Em uma ofensiva política coordenada contra o governo Lula, o Congresso Nacional protagonizou uma articulação que uniu o Centrão, a bancada bolsonarista e a chamada terceira via. Em menos de 24 horas, foram aprovadas duas pautas estratégicas: o aumento do número de deputados federais e a derrubada do decreto presidencial que reajustava as alíquotas do IOF (Imposto sobre Operações Financeiras).
Na noite desta quarta-feira (25), o presidente do Senado, Davi Alcolumbre (União-AP), e o presidente da Câmara, Hugo Motta (Republicanos-PB), conduziram votações simultâneas que enterraram o decreto de Lula e aprovaram o Projeto de Lei Complementar (PLP) 177/2023, que amplia de 513 para 531 o número de deputados federais, elevando os custos do Legislativo para as próximas legislaturas.
A movimentação faz parte de uma estratégia para enfraquecer o governo e abrir caminho para a candidatura do governador de São Paulo, Tarcísio Gomes de Freitas (Republicanos), apontado como sucessor do bolsonarismo nas eleições de 2026. O plano é liderado por Ciro Nogueira (PP) e Antonio Rueda (União), que costuram alianças com outras siglas como MDB e Republicanos.

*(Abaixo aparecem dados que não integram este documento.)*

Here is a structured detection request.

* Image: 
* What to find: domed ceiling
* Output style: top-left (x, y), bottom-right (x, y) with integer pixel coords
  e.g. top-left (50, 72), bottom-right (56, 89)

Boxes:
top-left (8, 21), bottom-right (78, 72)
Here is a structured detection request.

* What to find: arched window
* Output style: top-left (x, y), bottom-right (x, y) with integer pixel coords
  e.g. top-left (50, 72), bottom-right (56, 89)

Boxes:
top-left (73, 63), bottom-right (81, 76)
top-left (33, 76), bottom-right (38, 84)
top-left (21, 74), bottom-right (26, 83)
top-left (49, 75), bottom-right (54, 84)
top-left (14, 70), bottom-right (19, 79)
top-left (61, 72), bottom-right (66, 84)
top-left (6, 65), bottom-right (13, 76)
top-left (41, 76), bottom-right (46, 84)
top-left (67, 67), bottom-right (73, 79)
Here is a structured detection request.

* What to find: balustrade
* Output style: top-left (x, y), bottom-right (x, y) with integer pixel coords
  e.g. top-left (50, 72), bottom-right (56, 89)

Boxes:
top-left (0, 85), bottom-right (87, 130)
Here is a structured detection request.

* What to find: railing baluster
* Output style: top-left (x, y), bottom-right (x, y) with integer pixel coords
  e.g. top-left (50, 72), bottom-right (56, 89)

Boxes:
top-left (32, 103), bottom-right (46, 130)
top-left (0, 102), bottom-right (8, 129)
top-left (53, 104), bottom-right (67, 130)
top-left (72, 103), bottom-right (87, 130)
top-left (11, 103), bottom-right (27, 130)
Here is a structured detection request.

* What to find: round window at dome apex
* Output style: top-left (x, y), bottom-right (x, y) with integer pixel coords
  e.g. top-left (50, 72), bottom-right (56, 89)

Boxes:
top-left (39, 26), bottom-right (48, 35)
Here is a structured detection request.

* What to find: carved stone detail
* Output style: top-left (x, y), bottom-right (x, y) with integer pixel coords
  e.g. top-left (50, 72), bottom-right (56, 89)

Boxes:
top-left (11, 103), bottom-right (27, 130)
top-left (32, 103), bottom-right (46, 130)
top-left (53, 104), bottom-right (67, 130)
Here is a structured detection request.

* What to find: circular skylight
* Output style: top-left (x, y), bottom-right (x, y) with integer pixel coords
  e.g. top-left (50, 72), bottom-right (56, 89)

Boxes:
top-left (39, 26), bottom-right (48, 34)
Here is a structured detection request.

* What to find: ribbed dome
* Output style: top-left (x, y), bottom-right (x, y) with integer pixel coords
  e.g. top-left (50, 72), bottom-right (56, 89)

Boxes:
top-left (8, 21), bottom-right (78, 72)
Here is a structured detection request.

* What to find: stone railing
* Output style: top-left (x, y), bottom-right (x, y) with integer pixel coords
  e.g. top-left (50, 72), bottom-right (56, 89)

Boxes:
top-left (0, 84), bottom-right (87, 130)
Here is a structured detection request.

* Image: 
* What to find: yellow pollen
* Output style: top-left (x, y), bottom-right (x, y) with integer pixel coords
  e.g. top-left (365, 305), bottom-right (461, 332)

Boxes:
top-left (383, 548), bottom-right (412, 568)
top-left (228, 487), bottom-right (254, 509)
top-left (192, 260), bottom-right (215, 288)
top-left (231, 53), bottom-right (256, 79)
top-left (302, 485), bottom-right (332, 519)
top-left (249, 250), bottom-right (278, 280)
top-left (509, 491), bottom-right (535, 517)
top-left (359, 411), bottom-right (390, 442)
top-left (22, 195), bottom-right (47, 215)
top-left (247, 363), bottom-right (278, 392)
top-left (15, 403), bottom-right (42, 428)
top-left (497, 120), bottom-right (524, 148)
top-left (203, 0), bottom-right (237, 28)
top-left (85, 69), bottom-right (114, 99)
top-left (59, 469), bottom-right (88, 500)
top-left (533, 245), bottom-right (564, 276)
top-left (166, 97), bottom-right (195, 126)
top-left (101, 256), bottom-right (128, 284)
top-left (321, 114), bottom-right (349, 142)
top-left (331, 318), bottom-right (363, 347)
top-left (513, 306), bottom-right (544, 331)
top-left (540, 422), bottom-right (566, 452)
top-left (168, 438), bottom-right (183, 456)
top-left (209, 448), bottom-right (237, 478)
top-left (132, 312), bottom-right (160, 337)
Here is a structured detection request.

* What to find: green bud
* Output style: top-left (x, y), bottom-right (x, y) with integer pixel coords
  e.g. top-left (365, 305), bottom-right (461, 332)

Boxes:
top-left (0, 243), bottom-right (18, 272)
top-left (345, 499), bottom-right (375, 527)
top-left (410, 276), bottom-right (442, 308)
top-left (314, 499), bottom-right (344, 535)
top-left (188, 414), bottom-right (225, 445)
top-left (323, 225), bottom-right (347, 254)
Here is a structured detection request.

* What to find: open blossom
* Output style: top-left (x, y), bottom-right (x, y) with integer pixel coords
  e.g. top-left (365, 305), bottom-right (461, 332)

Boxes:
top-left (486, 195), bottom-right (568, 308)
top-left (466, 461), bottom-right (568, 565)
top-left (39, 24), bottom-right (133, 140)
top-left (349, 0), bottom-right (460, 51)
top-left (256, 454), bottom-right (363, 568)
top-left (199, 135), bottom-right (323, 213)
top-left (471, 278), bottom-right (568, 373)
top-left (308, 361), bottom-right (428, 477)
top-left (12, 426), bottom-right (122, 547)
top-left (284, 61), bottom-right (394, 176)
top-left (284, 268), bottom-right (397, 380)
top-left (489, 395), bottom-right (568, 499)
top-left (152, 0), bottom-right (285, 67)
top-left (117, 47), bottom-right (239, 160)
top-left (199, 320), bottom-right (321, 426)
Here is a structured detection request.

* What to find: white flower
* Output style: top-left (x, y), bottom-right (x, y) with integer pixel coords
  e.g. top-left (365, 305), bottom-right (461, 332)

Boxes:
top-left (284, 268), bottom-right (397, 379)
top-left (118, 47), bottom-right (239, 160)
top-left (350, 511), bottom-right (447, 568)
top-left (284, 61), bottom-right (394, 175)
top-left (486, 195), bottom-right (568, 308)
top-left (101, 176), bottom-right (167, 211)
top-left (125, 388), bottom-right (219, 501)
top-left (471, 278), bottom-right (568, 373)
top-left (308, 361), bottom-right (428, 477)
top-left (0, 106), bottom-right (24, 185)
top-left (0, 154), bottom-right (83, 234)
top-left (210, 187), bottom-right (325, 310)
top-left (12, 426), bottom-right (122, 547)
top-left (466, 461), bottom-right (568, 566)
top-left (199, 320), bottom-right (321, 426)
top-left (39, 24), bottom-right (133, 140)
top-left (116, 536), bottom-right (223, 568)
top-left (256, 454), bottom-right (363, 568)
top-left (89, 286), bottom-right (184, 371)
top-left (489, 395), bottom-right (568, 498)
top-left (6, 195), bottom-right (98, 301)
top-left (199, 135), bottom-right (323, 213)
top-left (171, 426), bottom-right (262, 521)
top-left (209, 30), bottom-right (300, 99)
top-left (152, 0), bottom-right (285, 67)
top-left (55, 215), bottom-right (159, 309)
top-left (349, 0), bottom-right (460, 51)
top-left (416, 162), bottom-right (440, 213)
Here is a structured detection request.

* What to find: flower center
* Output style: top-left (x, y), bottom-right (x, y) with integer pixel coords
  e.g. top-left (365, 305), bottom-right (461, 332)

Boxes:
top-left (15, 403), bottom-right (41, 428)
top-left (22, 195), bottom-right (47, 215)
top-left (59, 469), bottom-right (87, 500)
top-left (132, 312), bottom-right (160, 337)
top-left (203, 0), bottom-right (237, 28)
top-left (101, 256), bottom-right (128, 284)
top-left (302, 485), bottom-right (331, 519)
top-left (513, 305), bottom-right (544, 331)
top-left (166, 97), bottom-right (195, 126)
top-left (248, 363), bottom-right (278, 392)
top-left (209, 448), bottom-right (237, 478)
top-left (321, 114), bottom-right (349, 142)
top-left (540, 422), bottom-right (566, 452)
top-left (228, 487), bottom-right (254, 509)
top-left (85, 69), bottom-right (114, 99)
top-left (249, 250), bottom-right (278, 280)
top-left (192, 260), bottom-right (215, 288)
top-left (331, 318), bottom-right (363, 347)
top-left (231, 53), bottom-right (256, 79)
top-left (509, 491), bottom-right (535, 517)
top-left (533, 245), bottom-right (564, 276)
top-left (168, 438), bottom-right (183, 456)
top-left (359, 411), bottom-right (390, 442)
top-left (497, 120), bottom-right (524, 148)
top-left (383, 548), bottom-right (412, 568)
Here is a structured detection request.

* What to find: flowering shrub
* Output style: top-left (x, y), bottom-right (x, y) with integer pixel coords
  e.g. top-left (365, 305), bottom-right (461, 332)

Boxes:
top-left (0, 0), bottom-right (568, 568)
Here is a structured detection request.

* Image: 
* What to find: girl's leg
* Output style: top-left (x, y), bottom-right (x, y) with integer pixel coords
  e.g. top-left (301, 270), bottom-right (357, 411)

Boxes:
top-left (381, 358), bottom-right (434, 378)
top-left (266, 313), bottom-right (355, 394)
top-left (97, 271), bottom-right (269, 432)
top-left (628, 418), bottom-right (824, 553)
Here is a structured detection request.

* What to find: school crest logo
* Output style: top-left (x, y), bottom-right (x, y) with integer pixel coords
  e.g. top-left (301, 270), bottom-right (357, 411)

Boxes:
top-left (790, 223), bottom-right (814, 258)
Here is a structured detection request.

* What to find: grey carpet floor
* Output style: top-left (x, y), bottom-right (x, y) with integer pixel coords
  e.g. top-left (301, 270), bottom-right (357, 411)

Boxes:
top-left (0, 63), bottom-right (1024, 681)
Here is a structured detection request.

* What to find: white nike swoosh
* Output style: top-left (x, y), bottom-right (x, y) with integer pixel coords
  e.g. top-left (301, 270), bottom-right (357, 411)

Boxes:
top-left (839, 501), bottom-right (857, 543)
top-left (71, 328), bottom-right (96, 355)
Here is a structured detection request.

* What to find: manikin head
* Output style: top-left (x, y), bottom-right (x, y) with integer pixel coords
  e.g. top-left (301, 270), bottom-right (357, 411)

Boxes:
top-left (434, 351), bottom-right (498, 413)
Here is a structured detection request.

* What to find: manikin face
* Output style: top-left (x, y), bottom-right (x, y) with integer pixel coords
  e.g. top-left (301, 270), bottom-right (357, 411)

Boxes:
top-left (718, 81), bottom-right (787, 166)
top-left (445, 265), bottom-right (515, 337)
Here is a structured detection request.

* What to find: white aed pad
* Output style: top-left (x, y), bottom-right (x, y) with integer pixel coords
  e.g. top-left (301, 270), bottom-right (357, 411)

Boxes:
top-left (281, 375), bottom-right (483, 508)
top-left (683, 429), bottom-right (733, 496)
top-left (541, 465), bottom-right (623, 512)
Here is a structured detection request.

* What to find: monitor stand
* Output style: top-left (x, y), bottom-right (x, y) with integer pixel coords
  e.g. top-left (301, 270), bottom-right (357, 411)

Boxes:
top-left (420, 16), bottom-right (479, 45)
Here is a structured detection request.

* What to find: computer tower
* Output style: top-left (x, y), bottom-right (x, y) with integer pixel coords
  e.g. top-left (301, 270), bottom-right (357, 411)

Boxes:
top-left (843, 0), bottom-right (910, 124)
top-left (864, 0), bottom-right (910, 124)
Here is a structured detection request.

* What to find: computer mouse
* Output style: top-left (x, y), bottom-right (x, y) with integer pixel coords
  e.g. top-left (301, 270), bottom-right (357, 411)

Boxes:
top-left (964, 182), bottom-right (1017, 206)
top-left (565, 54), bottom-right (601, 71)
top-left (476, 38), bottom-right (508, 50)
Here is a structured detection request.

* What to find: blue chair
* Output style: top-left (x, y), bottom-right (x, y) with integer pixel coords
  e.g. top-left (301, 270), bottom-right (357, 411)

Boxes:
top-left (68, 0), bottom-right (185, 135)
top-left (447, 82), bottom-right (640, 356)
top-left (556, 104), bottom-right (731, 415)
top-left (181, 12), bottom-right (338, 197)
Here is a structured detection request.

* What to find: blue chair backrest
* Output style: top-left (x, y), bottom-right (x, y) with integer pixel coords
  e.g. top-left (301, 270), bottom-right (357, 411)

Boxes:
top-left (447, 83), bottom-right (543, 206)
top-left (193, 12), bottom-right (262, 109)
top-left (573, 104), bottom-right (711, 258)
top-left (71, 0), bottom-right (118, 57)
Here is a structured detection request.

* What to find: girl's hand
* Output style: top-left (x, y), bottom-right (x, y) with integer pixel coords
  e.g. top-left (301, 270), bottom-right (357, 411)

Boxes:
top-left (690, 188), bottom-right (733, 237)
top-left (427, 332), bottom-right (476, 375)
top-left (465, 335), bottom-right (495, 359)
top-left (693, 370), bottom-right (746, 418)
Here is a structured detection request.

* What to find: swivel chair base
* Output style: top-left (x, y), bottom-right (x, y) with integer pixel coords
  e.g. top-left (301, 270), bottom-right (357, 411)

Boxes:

O decreto presidencial revogado previa a cobrança de 3,5% de IOF em compras internacionais com cartão, abaixo dos 6,38% praticados no governo Bolsonaro. Mesmo assim, a medida foi usada como argumento para desgastar o governo e promover o discurso de que o “povo não aguenta mais pagar imposto”, como declarou Ciro Nogueira.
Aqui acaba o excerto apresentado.